Which
sided double-lumen endobronchial tube should be used for this patient?
There is no one correct answer to this
question. Different approaches to the choice of double-lumen endobronchial tube
depend on the side of thoracotomy. In this case of a left thoracotomy, either a
left- or right-sided tube can be selected. These authors agree that left-sided
tube placement is more prudent in this situation. In the adult, the left
mainstem bronchus is 4–5 cm in length, compared with 2–3 cm for the right
mainstem bronchus. The right upper lobe bronchus is more likely to be
accidentally occluded by the endobronchial tube than is the left upper lobe
bronchus. Resection of the left lung will necessitate continuous ventilation of
the right lung. Obstruction of the right upper lobe bronchus would likely lead
to hypoxemia during one-lung ventilation. For this reason, some
anesthesiologists routinely place a left-sided double-lumen tube, regardless of
the side of thoracotomy, unless this is specifically contraindicated by the
presence of a diseased left mainstem bronchus, or if the bronchus will likely
become part of the surgical field.
Some anesthesiologists routinely place the
endo-bronchial tube on the side ipsilateral to pulmonary resec-tion. With this
arrangement, obstruction of the upper lobe bronchus by the endobronchial tube
is not as likely to cause hypoxemia because this is the lung to be deflated
during one-lung ventilation. Also, before chest closure, reinflation of the
remaining lung ipsilateral to the tube can be verified by direct inspection.

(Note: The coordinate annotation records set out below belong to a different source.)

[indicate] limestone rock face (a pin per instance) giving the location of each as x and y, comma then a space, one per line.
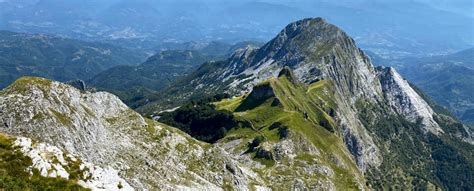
99, 129
316, 50
51, 161
404, 100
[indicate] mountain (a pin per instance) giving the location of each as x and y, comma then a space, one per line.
173, 61
215, 48
57, 58
134, 82
448, 79
390, 28
93, 140
396, 136
306, 111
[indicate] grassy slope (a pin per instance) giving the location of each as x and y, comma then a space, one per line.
15, 176
296, 100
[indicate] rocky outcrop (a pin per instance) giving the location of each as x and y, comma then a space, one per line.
99, 129
316, 50
405, 101
51, 161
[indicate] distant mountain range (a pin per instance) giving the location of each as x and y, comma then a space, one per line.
448, 79
306, 111
389, 28
58, 58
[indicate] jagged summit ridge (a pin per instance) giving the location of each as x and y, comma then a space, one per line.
316, 50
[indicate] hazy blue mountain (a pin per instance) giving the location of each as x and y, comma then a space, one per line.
173, 61
57, 58
448, 79
389, 28
131, 83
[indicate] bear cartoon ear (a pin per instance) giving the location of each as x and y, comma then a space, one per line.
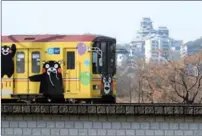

Failure to reinflate the upper lobe is treated by deflation of the bronchial
cuff so that it can be ventilated from the tracheal lumen. Alternatively, the
double-lumen tube can be withdrawn until the distal end of the endobronchial
tube is proximal to the upper lobe bronchial orifice. In the case of a
pneu-monectomy, the tube must be withdrawn to a position where the distal end
of the tube is in the trachea before divi-sion of the main bronchus. Withdrawal
may also become necessary if the intubated bronchus is involved in the surgery.
A different approach used by a smaller
percentage of anesthesiologists is to routinely place the double-lumen tube
into the nonoperative side. This strategy prevents damage from placing the tube
into a diseased bronchus. Placement of a right-sided tube for a left
thoracotomy, however, may lead to hypoxemia during one-lung ventilation, as
discussed.
Our approach is to place a left-sided
double-lumen tube for both left and right thoracotomies, unless contraindicated
by anatomy or pathology. However, during a right thoracotomy performed under
this arrangement, misplacement of the endobronchial tube too distal in the left
bronchus will occlude the left upper lobe, predisposing the patient to
hypoxemia dur-ing one-lung ventilation. This is because only the left lower
lobe will be ventilated during right lung deflation.